Influence of Smoking on Blood Cadmium Concentration in University Students.
Joo Youn Shin, Jong Han Lim, Sin Goo Park, Jee Na Lee, Mi Jang, Chung Song Huh, Dae Hee Kang, Yun Chul Hong
1Department of Occupational and Environmental Medicine, Inha University College of Medicine, Korea. ychong@inha.ac.kr
2Department of Preventive Medicine, College of Medicine, Seoul National University, Korea.

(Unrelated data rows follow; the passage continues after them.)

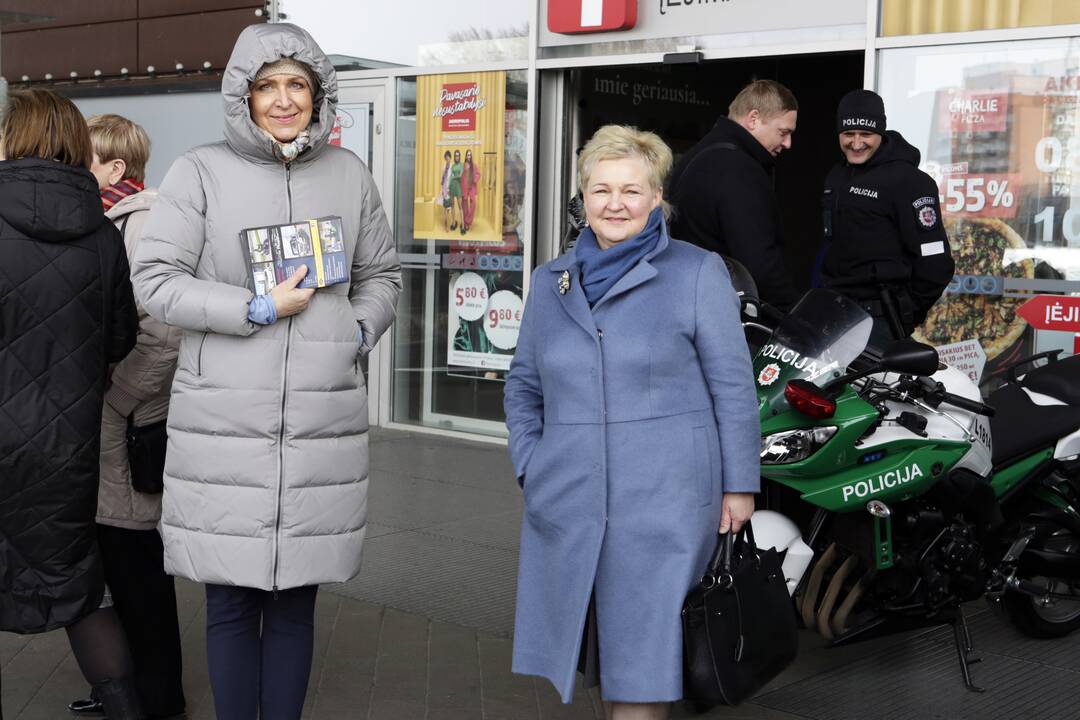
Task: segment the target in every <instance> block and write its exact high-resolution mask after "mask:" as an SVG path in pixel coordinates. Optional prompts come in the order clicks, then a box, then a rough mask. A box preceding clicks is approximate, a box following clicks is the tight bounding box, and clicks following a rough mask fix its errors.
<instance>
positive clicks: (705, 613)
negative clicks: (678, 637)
mask: <svg viewBox="0 0 1080 720" xmlns="http://www.w3.org/2000/svg"><path fill="white" fill-rule="evenodd" d="M797 652H798V628H797V626H796V623H795V610H794V608H793V606H792V599H791V597H789V596H788V594H787V584H786V582H785V579H784V572H783V569H782V568H781V565H780V556H779V554H778V553H777V551H775V549H774V548H769V549H768V551H765V552H761V551H759V549H758V548H757V546H756V544H755V543H754V530H753V528H751V524H750V522H746V525H744V526H743V529H742V531H741V532H740V533H739V534H738V536H737V535H735V533H732V532H729V533H725V534H721V535H720V536H719V539H718V540H717V543H716V551H715V552H714V553H713V558H712V560H710V562H708V568H706V570H705V574H704V575H703V576H702V579H701V582H700V583H699V584H698V586H696V587H693V588H692V589H691V590H690V592H689V593H688V594H687V596H686V601H685V602H684V603H683V657H684V671H683V678H684V685H685V695H686V698H687V699H688V701H690V702H691V703H692V704H693V705H694V706H696V707H697V709H698V710H699V711H704V710H707V709H708V708H711V707H714V706H716V705H738V704H739V703H742V702H743V701H744V699H747V698H748V697H751V696H752V695H753V694H754V693H755V692H757V691H758V690H760V689H761V688H762V687H765V684H766V683H767V682H769V680H771V679H773V678H774V677H777V676H778V675H780V673H781V671H782V670H783V669H784V668H785V667H787V666H788V665H789V664H791V663H792V661H794V660H795V655H796V653H797Z"/></svg>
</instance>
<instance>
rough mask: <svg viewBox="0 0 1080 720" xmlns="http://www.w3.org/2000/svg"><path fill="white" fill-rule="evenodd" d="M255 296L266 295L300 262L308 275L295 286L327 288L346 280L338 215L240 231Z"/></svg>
mask: <svg viewBox="0 0 1080 720" xmlns="http://www.w3.org/2000/svg"><path fill="white" fill-rule="evenodd" d="M240 242H241V244H242V245H243V247H244V257H245V258H247V266H248V268H249V269H251V273H252V280H253V281H254V289H255V294H256V295H268V294H269V293H270V290H272V289H273V288H274V287H275V286H276V285H278V283H283V282H285V281H286V280H287V279H288V277H289V276H291V275H292V274H293V273H294V272H296V271H297V270H298V269H299V267H300V266H301V264H306V266H308V274H307V275H305V276H303V280H302V281H300V284H299V285H297V287H326V286H327V285H336V284H338V283H345V282H347V281H348V280H349V268H348V266H347V263H346V257H345V233H343V232H342V231H341V218H339V217H337V216H333V217H321V218H318V219H314V220H300V221H299V222H289V223H288V225H271V226H265V227H261V228H248V229H247V230H242V231H241V232H240Z"/></svg>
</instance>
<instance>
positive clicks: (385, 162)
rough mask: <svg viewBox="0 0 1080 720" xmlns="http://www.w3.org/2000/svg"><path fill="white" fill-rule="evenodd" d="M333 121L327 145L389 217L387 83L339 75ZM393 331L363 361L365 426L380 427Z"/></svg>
mask: <svg viewBox="0 0 1080 720" xmlns="http://www.w3.org/2000/svg"><path fill="white" fill-rule="evenodd" d="M339 79H340V83H339V89H338V108H337V119H336V122H335V124H334V133H333V134H332V136H330V144H332V145H337V146H340V147H342V148H346V149H348V150H352V151H353V152H354V153H356V155H357V157H359V158H360V159H361V160H363V161H364V163H365V164H366V165H367V167H368V169H369V171H372V176H373V177H374V178H375V185H376V187H377V188H378V190H379V196H380V198H381V199H382V203H383V208H384V209H386V212H387V217H388V218H392V217H393V204H392V203H393V185H392V182H389V181H388V178H387V172H388V169H389V166H388V163H387V157H388V152H387V136H388V133H387V131H386V128H387V122H386V118H384V114H383V113H384V112H386V95H387V81H386V80H382V79H379V80H374V81H373V80H352V81H350V80H349V79H348V76H347V74H345V73H342V74H341V76H339ZM392 332H393V329H392V328H391V330H390V331H388V332H387V334H386V336H383V337H382V339H381V340H380V341H379V344H378V345H377V347H376V349H375V352H374V353H372V354H370V355H369V356H368V357H367V358H365V366H364V375H365V378H366V380H367V392H368V397H367V407H368V422H370V423H372V424H380V415H382V417H384V413H380V408H381V406H382V398H383V397H384V395H386V393H384V392H383V391H382V388H383V382H384V380H383V378H384V377H386V376H384V372H383V368H386V367H387V363H386V361H384V359H383V358H389V356H390V353H389V348H390V345H391V344H392V342H393V338H392Z"/></svg>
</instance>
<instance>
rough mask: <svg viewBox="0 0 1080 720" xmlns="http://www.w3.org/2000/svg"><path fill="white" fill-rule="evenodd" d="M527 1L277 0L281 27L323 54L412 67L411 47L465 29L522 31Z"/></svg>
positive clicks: (412, 51) (526, 0)
mask: <svg viewBox="0 0 1080 720" xmlns="http://www.w3.org/2000/svg"><path fill="white" fill-rule="evenodd" d="M528 4H529V3H528V0H413V1H411V2H397V1H394V0H352V1H348V0H281V10H282V12H284V13H285V15H286V18H285V19H286V22H288V23H295V24H297V25H299V26H301V27H303V28H305V29H307V30H308V31H309V32H311V35H312V36H313V37H314V38H315V40H316V41H318V42H319V44H320V45H321V46H322V49H323V51H325V52H326V53H327V54H338V55H353V56H355V57H365V58H368V59H375V60H383V62H389V63H397V64H401V65H416V64H417V46H418V45H420V44H429V43H442V42H447V41H448V40H449V33H450V32H460V31H463V30H468V29H469V28H471V27H472V28H481V29H488V30H503V29H507V28H510V27H523V26H525V24H526V22H527V19H528Z"/></svg>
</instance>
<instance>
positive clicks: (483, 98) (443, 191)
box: [413, 72, 507, 243]
mask: <svg viewBox="0 0 1080 720" xmlns="http://www.w3.org/2000/svg"><path fill="white" fill-rule="evenodd" d="M505 94H507V73H505V72H462V73H455V74H435V76H421V77H419V78H417V87H416V176H415V177H416V179H415V182H416V186H415V201H414V202H415V205H414V212H413V234H414V236H415V237H416V239H417V240H468V241H473V242H491V243H498V242H502V209H503V208H502V204H503V203H502V200H503V199H502V194H503V181H502V176H503V152H504V132H503V125H504V122H505Z"/></svg>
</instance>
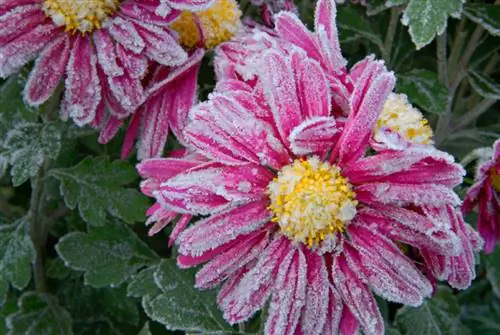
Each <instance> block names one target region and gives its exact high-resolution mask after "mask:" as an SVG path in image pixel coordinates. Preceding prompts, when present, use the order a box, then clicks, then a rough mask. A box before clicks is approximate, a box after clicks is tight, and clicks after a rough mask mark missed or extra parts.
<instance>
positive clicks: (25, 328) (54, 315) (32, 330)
mask: <svg viewBox="0 0 500 335" xmlns="http://www.w3.org/2000/svg"><path fill="white" fill-rule="evenodd" d="M18 306H19V311H17V312H16V313H14V314H11V315H9V316H8V317H7V328H8V329H9V333H8V334H9V335H67V334H73V331H72V329H71V323H72V321H71V316H70V315H69V313H68V312H67V311H66V310H65V309H64V308H62V307H61V306H59V303H58V302H57V299H56V298H55V297H53V296H51V295H49V294H45V293H36V292H27V293H25V294H23V295H22V296H21V298H20V299H19V302H18Z"/></svg>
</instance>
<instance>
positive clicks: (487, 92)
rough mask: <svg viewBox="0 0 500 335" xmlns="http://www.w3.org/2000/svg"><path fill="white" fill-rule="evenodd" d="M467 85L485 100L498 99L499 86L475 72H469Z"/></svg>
mask: <svg viewBox="0 0 500 335" xmlns="http://www.w3.org/2000/svg"><path fill="white" fill-rule="evenodd" d="M469 83H470V84H471V86H472V87H474V90H475V91H476V92H477V93H478V94H479V95H481V96H482V97H483V98H486V99H495V100H499V99H500V85H499V84H497V83H495V82H494V81H493V80H491V79H490V78H488V77H486V76H484V75H482V74H480V73H478V72H475V71H469Z"/></svg>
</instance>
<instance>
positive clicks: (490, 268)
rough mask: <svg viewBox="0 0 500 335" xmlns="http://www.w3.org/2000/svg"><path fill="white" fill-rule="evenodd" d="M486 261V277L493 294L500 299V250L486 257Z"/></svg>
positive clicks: (497, 250)
mask: <svg viewBox="0 0 500 335" xmlns="http://www.w3.org/2000/svg"><path fill="white" fill-rule="evenodd" d="M485 259H486V277H487V278H488V280H489V281H490V284H491V287H492V288H493V292H494V293H495V294H496V296H497V297H498V298H499V299H500V248H496V249H495V251H494V252H493V253H492V254H490V255H487V256H485Z"/></svg>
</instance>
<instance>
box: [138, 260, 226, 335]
mask: <svg viewBox="0 0 500 335" xmlns="http://www.w3.org/2000/svg"><path fill="white" fill-rule="evenodd" d="M194 272H195V270H187V271H186V270H180V269H179V268H178V267H177V265H176V263H175V260H164V261H162V263H161V264H160V265H159V266H158V268H157V269H156V271H155V272H154V274H153V278H154V282H155V283H156V285H157V286H158V288H159V289H160V291H159V292H158V294H155V295H146V296H144V297H143V300H142V305H143V307H144V311H145V312H146V314H147V315H148V316H149V317H150V318H151V319H152V320H154V321H157V322H159V323H161V324H163V325H165V327H167V329H171V330H183V331H186V332H197V333H198V332H201V333H203V334H224V333H232V332H233V329H232V328H231V327H230V326H229V325H228V324H227V323H226V322H225V321H224V319H223V318H222V314H221V312H220V311H219V309H218V307H217V304H216V299H215V293H214V292H213V291H198V290H196V289H195V288H194ZM148 274H149V275H150V272H148ZM144 283H145V284H146V285H147V287H146V288H145V289H143V290H140V289H139V288H138V287H137V286H136V287H135V289H134V290H133V291H134V292H136V293H138V292H140V291H142V292H149V291H150V288H149V286H150V281H148V280H145V281H144ZM129 294H130V288H129Z"/></svg>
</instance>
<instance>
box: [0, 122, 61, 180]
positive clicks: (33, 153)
mask: <svg viewBox="0 0 500 335" xmlns="http://www.w3.org/2000/svg"><path fill="white" fill-rule="evenodd" d="M60 149H61V131H60V129H59V127H58V126H57V125H56V123H47V124H38V123H22V124H17V125H16V127H15V128H14V129H11V130H10V131H9V132H8V133H7V135H6V138H5V141H4V143H3V145H2V149H1V151H2V152H3V155H4V156H5V157H8V160H9V164H10V165H12V169H11V171H10V174H11V175H12V183H13V184H14V186H19V185H21V184H22V183H24V182H25V181H26V180H28V179H29V178H30V177H33V176H34V175H35V174H36V173H37V172H38V169H39V168H40V167H41V166H42V164H43V162H44V161H45V160H46V159H49V158H50V159H55V158H57V155H58V154H59V150H60Z"/></svg>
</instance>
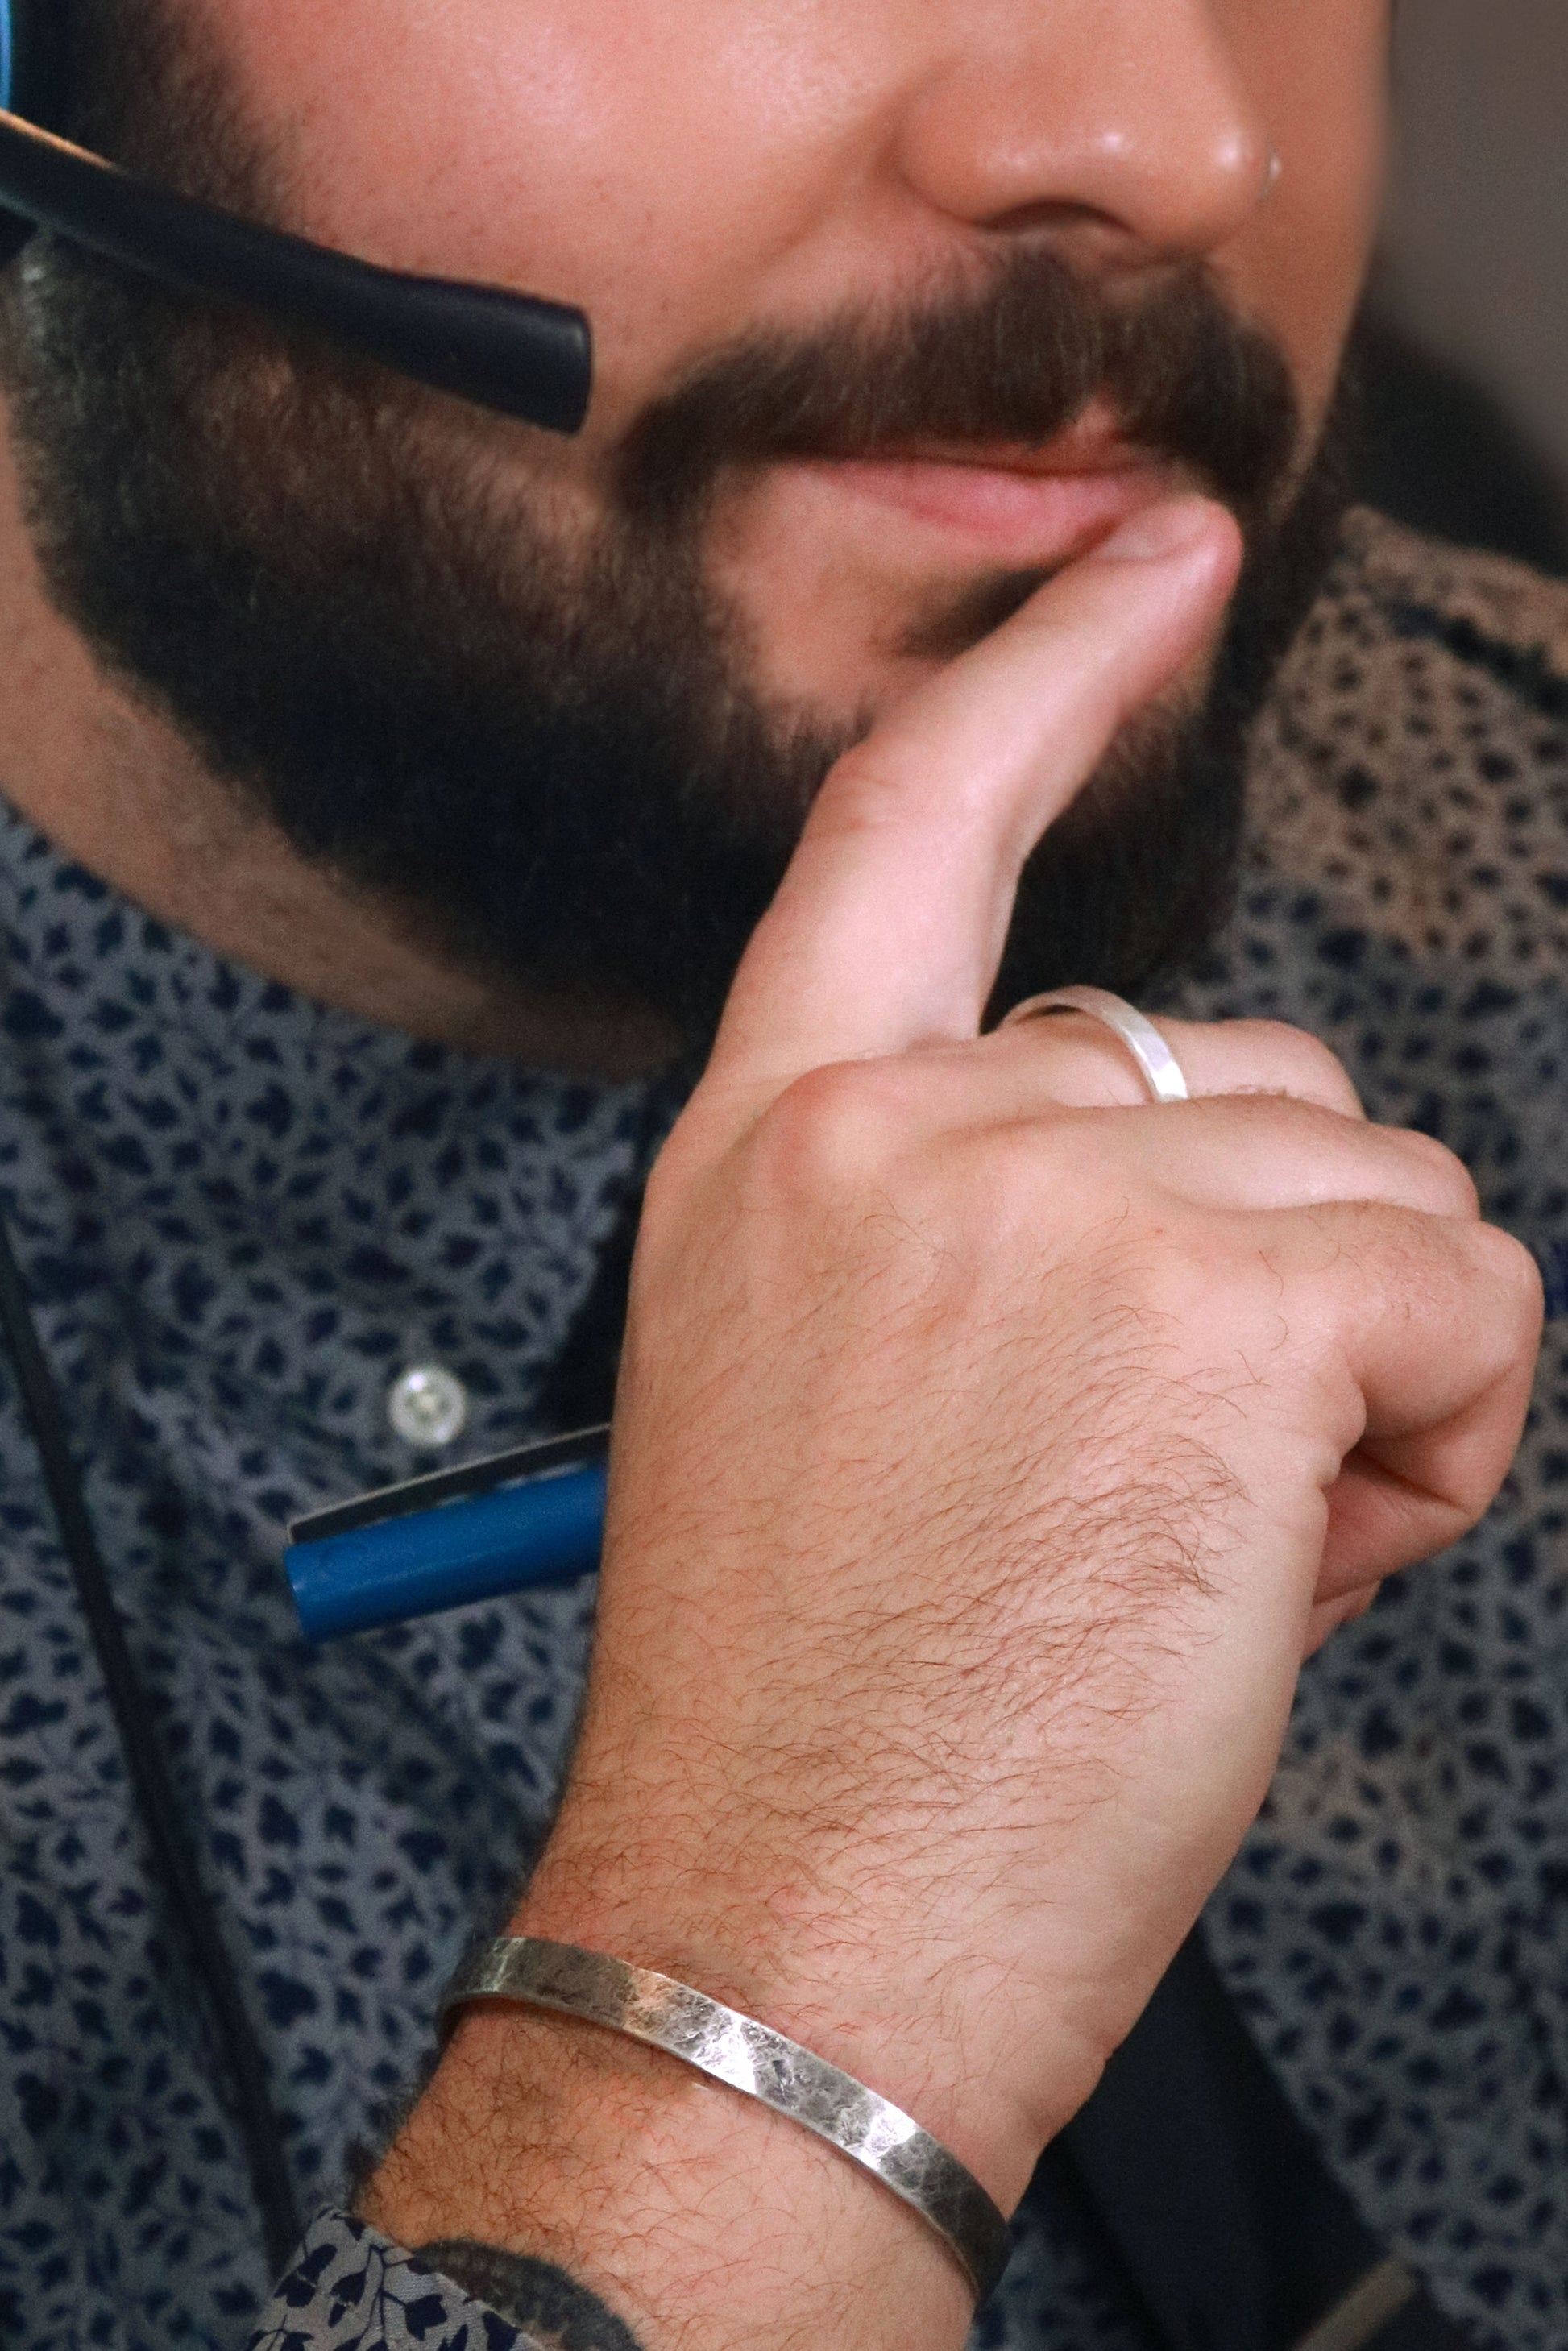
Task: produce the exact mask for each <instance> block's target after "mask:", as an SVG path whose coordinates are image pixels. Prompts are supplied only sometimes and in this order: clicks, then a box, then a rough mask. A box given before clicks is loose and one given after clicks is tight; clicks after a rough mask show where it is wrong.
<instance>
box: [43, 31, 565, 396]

OBJECTIVES: This study was performed to examine the influence of smoking on the blood cadmium concentration in university students. METHODS: The study included 300 university students. A questionnaire interview was used to collect data. The urine cotinine and blood cadmium levels were measured as biological exposure indices. The data were analyzed using t-tests ANOVA and ANCOVA. RESULTS: The median value of blood cadmium concentration was equal in both males and females (0.8microgram/liter). This level was relatively low in comparison with the reference value suggested by WHO (2001). ANCOVA showed that smoking related variables, urine cotinine and smoking amount, were significantly associated with the blood cadmium level (P=0.004, 0.015). However, the values with regard to traffic related air pollution were not significantly associated with the blood cadmium level. CONCLUSIONS: Smoking is an important source of nonoccupational cadmium exposure in young people. The Blood cadmium level is at least 10% higher in active smokers than in passive or nonsmokers. The level of urine cotinine can be used as an indicator of non-occupational exposure of respirable cadmium due to smoking, as there is a good correlation bestween smoking amount and the urine cotinine level.